Citoyens engagés, nous avons toujours cherché quels modes d’action et d’intervention pouvaient se révéler efficaces pour aller vers une société plus juste, plus solidaire et plus démocratique. Journalistes, nous n’avons cessé de nous demander comment la production de l’information pouvait servir la citoyenneté, c’est-à-dire favoriser « la capacité des personnes à participer au plus près à l’élaboration des décisions qui les concernent, à tous les niveaux et dans tous les domaines de la vie en société ? » [ [« Médias et citoyenneté: un cocktail impossible ? » ]]. Enfin, cette vision d’une « information citoyenne » était elle-même assise sur un certain nombre de présupposés, éthiques, philosophiques ou simplement humains.

De ces présupposés, que reste-t-il après dix ans de pratique ? Certains semblent toujours valides, ne demandant qu’à être approfondis ou systématisés.

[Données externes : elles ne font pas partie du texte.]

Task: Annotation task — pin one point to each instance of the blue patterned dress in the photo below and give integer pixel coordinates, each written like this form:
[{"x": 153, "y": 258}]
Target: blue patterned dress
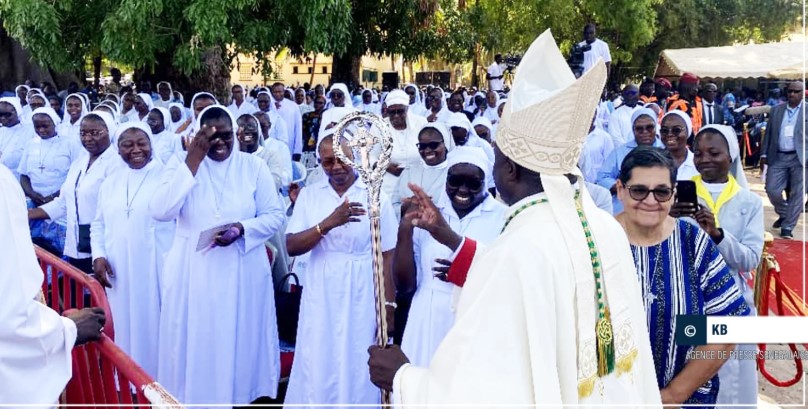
[{"x": 684, "y": 274}]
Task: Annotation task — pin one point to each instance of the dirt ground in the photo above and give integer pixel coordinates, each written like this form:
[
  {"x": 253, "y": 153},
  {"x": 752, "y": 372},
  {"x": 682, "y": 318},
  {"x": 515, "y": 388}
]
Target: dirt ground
[{"x": 771, "y": 396}]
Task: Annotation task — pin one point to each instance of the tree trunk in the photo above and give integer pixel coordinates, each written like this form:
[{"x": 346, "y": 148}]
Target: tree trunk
[
  {"x": 97, "y": 70},
  {"x": 16, "y": 66},
  {"x": 345, "y": 69},
  {"x": 213, "y": 77}
]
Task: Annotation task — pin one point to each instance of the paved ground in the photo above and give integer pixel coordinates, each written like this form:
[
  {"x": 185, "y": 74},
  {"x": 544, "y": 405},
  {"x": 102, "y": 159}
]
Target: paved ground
[{"x": 771, "y": 396}]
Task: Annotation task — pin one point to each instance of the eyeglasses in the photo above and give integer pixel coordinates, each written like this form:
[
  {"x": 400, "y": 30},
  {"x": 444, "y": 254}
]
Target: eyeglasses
[
  {"x": 471, "y": 183},
  {"x": 429, "y": 145},
  {"x": 640, "y": 192},
  {"x": 676, "y": 130},
  {"x": 92, "y": 134}
]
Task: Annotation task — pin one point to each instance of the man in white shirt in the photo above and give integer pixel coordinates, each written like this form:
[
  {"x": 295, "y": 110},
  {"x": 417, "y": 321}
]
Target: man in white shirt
[
  {"x": 713, "y": 112},
  {"x": 290, "y": 112},
  {"x": 620, "y": 126},
  {"x": 496, "y": 73},
  {"x": 35, "y": 342},
  {"x": 599, "y": 49}
]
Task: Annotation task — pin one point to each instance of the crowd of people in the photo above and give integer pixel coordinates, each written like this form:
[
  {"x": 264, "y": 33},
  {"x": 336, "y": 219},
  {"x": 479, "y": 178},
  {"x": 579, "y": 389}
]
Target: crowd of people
[{"x": 173, "y": 207}]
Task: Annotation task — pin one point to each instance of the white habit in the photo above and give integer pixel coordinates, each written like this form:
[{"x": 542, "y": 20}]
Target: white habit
[
  {"x": 35, "y": 342},
  {"x": 217, "y": 319},
  {"x": 134, "y": 245},
  {"x": 337, "y": 312}
]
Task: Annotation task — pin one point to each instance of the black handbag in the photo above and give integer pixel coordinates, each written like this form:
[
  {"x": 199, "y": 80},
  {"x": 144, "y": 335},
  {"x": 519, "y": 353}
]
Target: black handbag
[
  {"x": 287, "y": 308},
  {"x": 83, "y": 246}
]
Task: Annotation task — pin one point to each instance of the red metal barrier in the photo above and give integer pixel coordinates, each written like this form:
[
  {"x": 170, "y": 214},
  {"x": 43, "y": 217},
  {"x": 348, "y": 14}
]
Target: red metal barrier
[
  {"x": 102, "y": 373},
  {"x": 71, "y": 288}
]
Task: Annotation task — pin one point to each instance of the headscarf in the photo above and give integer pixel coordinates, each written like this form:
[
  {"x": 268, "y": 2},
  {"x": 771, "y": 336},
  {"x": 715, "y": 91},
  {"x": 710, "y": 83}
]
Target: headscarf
[
  {"x": 47, "y": 111},
  {"x": 133, "y": 125},
  {"x": 233, "y": 122},
  {"x": 109, "y": 122},
  {"x": 146, "y": 100},
  {"x": 397, "y": 97},
  {"x": 174, "y": 125},
  {"x": 66, "y": 119},
  {"x": 685, "y": 117},
  {"x": 17, "y": 91},
  {"x": 481, "y": 120},
  {"x": 417, "y": 94},
  {"x": 736, "y": 165},
  {"x": 15, "y": 103},
  {"x": 473, "y": 156},
  {"x": 166, "y": 116},
  {"x": 170, "y": 91}
]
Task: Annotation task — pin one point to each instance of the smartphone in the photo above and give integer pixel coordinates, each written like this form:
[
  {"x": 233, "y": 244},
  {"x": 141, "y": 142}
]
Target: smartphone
[{"x": 686, "y": 192}]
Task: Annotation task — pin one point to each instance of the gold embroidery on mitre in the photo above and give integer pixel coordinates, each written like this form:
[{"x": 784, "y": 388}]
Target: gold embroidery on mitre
[{"x": 547, "y": 137}]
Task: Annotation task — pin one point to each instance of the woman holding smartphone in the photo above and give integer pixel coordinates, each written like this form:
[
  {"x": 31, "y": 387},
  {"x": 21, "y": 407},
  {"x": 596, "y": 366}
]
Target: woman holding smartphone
[{"x": 732, "y": 216}]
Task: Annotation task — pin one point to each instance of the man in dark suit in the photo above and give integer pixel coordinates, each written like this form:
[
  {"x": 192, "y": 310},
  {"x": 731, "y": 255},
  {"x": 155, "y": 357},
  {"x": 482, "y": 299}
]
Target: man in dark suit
[
  {"x": 713, "y": 112},
  {"x": 783, "y": 151}
]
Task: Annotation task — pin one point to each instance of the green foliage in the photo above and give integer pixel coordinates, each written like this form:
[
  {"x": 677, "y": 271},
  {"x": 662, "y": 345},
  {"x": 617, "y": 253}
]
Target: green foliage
[{"x": 140, "y": 33}]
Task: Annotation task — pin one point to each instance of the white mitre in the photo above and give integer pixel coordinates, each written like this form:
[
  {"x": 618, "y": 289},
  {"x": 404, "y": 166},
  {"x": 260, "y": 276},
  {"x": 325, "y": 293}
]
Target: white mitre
[{"x": 543, "y": 128}]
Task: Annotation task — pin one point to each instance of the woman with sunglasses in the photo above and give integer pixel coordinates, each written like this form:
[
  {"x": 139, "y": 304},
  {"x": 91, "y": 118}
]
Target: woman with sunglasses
[
  {"x": 676, "y": 129},
  {"x": 644, "y": 128},
  {"x": 434, "y": 144},
  {"x": 420, "y": 261},
  {"x": 77, "y": 199},
  {"x": 732, "y": 216},
  {"x": 681, "y": 271}
]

D’autres, en revanche, posent question, car les impasses auxquels ils pouvaient conduire ont été, depuis, mises en lumière. C’est la loi de la vie : expérimenter et, en découvrant et reconnaissant ses erreurs et limites, savoir corriger le tir. Pour rebondir et connaître dix années d’un nouveau développement, Place Publique a sans doute besoin de revisiter ses fondamentaux. Ce texte entend ouvrir quelques pistes de réflexion en ce sens.

Des intuitions valides

1. Une co-production de l’information est possible

Nous n’avons jamais nié que le journalisme soit un métier bien spécifique, assis sur des compétences particulières. Mais la production de l’information – activité bien plus large que le seul journalisme – concerne une multiplicité d’acteurs, économiques, politiques, sociaux, culturels…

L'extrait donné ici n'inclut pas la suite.